Does that sound like a lot of capital looking for a deal? Yeah, to me, too. As one education-industry banker told me: “The knock on SPACs is that they’re going to have a hard time finding good assets to buy.”
In that case especially, investors may pay too much. Sure, right now, ed-tech companies look like a solid bet. Colleges have eased their usual procurement rules and allocated emergency funds to solve remote-learning challenges. Because of Covid-19, a lot of these companies “have grown extraordinarily fast,” Troy Williams, head of ed-tech strategy for the University Ventures investment firm, told me.
But what happens if the pandemic effect fades and companies can’t meet their investors’ (perhaps inflated) expectations? No tears for the investors here. But that could get really disruptive for the colleges and students the companies are working with. Attention may shift to sales rather than customer service, the strategy and offerings may change, or the company might look for a buyer or merger partner.
To be sure, such moves are generally less disruptive to campuses today than they were in the early days of ed tech. The industry now has more common standards so that its products and tools can move more easily into different systems. Cloud-based technologies have minimized the need for extensive reprogramming at the campus level. Still, as the market analyst and consultant Phil Hill said, “When things go bad, they go really bad.” That can leave college leaders feeling the heat as well.
It’s too early to determine the impact of this ed-tech investment bonanza. But it’s not too late to pay attention to something perennially missing from these booms: whether the tools are working. As Pianta told me, with all the money now flowing, “there hasn’t been a parallel investment in the kind of infrastructure and resources to study the impacts.”

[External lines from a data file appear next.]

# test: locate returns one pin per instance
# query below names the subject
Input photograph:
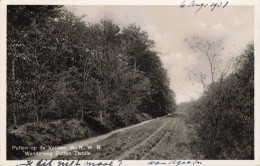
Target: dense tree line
(224, 115)
(59, 66)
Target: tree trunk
(14, 93)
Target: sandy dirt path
(88, 141)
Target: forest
(70, 79)
(223, 117)
(91, 77)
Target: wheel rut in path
(132, 150)
(155, 146)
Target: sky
(169, 26)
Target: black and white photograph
(130, 82)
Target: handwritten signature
(213, 5)
(71, 163)
(175, 162)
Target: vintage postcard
(118, 83)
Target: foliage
(60, 67)
(224, 115)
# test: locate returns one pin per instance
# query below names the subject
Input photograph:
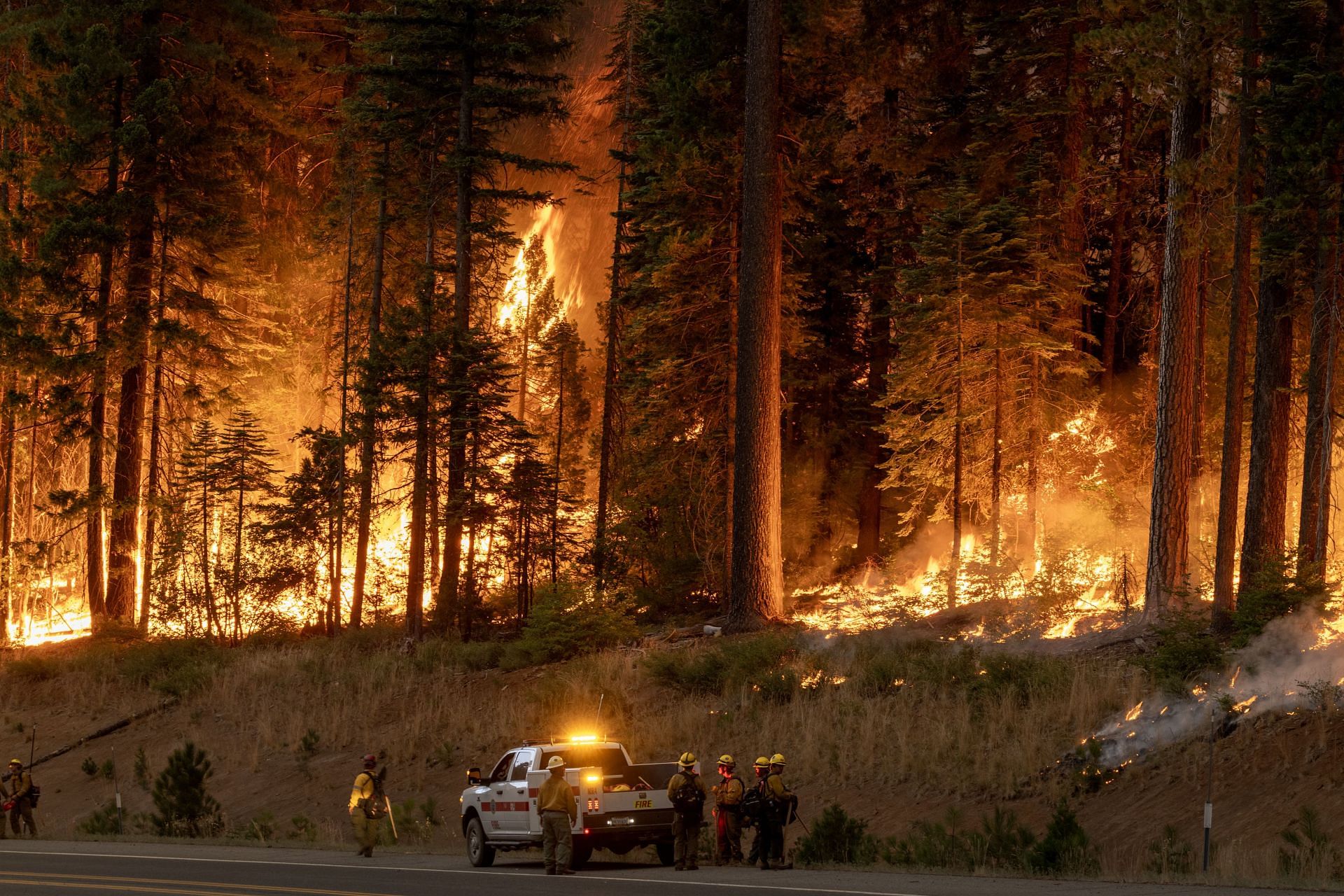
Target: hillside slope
(892, 729)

Pianta’s not disinterested on this subject. He’s chair of a nonprofit, the UVa-affiliated EdTech Evidence Exchange, entirely devoted to this work. That doesn’t negate his concern. The fact that the exchange is still scrambling to raise the funds it needs to build a platform to help college educators share information about ed-tech efficacy might even prove his point.
Most companies and investors won’t fund that kind of research unless customers insist on seeing such information before they buy. And most colleges don’t make those demands. It’s a “circle of gridlock” I’ve described before. The pandemic has changed a lot about higher ed. Maybe now the Covid-driven ed-tech surge will crack open that circle, too.